Special Report

Money trail from Quebec chocolate sales company proceeds murky

There are questions about how a charity that receives funding from controversial chocolate sales company Ado Boulot spends some of the cash.

Some given away to charity

The Fondation d'adolescents en difficulté du Québec, a registered charity, says it receives around 10 per cent of chocolate sales company Ado-Boulot's sales proceeds. ((CBC))

There are questions about how a charity that receives funding from controversial chocolate sales company Ado Boulot  spends some of the cash.

The Fondation d'adolescents en difficulté du Québec (FAD Quebec), a registered charity, organizes activities for students who have autism or learning disabilities. It sends a handful of them on supervised trips to countries such as Cuba or Costa Rica once a year.
But of the three school boards FAD says it finds recipients from, only one said it has any kind of relationship with the foundation.
Isabelle Sergerie, president of the foundation, told CBC Montreal Investigates that Ado-Boulot, a company that employs teenagers to sell chocolate bars, donates around 10 per cent of its sales proceeds to the charity.

The company's high-pressure sales techniques have come under fire by at least one parent whose teen said he was fired for not meeting a quota. The company denies any such quotas exist. 

The foundation has direct ties to Ado-Boulot. The company's president serves on FAD's board of directors.

In 2013, FAD Quebec raised $18,636, and spent nearly $16,000 of that on expenses, according to financial returns filed with the federal government.
The vast majority of its expenses went to "charitable activities", but nearly one third of that spending isn't detailed in its government filing.
The other two-thirds was spent on items including advertising, promotion, travel and vehicle expenses, according to those documents.

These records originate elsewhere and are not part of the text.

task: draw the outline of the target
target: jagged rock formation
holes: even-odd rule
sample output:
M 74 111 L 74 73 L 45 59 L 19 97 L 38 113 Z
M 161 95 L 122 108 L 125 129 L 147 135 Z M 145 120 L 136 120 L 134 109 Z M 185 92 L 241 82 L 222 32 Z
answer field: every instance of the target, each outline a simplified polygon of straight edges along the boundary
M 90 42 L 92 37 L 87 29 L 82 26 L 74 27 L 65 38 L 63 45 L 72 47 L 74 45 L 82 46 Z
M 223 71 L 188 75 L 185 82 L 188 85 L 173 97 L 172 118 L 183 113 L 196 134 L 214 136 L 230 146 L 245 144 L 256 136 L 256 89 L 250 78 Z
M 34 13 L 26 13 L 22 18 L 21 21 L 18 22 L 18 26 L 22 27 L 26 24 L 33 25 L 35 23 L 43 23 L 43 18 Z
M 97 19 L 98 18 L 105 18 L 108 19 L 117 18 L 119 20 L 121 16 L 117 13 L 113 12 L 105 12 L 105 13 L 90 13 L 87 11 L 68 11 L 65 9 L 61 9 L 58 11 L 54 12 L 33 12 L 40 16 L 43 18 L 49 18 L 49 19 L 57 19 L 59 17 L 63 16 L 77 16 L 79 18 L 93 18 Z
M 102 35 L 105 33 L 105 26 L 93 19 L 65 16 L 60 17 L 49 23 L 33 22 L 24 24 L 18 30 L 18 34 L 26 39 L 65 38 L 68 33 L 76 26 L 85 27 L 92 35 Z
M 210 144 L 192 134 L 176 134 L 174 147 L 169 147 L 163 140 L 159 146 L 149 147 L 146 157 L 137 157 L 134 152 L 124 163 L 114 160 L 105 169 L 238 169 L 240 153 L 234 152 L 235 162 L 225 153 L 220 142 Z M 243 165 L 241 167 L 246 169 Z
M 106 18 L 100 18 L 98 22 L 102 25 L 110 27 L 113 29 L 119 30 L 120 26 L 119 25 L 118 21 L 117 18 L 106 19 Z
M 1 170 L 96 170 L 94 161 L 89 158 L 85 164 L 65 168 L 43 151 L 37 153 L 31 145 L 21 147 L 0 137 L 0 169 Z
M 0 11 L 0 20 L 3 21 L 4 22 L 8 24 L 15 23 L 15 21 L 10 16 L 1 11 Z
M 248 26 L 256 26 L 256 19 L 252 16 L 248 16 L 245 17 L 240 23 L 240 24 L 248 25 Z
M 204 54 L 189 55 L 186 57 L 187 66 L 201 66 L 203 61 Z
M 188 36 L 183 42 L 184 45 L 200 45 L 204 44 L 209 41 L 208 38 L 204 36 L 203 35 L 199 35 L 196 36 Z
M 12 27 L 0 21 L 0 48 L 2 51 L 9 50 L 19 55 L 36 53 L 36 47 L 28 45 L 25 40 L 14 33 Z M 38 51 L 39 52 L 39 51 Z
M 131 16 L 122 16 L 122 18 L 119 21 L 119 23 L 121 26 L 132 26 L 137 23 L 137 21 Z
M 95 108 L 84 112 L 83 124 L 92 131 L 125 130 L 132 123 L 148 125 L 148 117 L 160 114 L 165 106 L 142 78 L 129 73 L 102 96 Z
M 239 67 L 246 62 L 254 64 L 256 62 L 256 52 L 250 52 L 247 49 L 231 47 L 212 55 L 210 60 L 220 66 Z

Sergerie said the foundation finds its teens from schools in three Quebec boards: Des Samares, Des Affluents, and Ste-Thérèse.

School board ties questioned

The Des Samares school board said it had no direct ties to the foundation and the Ste-Thérèse school board has not existed since 1998.
Another entity, la Commission Scolaire de la Seigneurie-des-Mille-Îles, now covers its territory.
Des Affluents said it sends some of its secondary school students to a program run by the non-profit NGO Les Jardins du Méandre that lists FAD Quebec as a partner.

Jardins president Nancy Aubut told CBC FAD Quebec has donated around $7,000 to its activities since 2012, and ''does some PR work'' for her.

The Commission Scolaire de la Seigneurie-des-Mille-Îles said it has no current ties to the foundation; however, it and Des Affluents had run-ins with Ado-Boulot two years ago.

Both boards said representatives of the company tried to solicit on school property and were told not to return.

Meeting minutes for a Seigneurie high school, the Polyvalente Deux Montagnes, show the incidents occurred more than once.

"[Principal] Diane Gladue mentions she will call police services to make a complaint. This company comes each year to distribute ads illegally to students at the school," the document reads.

Seigneurie said it fell short of calling authorities, and the visits stopped.

No official complaints 

There have been no complaints filed against either the foundation or Ado-Boulot with any governmental jurisdictions.

Ado-Boulot obtained a permit for door-to-door sales from Quebec's Office de la Protection du Consommateur in 2014, four years after it started up.

"It's normal for a lot of companies not to know they need one immediately," said Office spokesperson Jean-Jacques Préaux.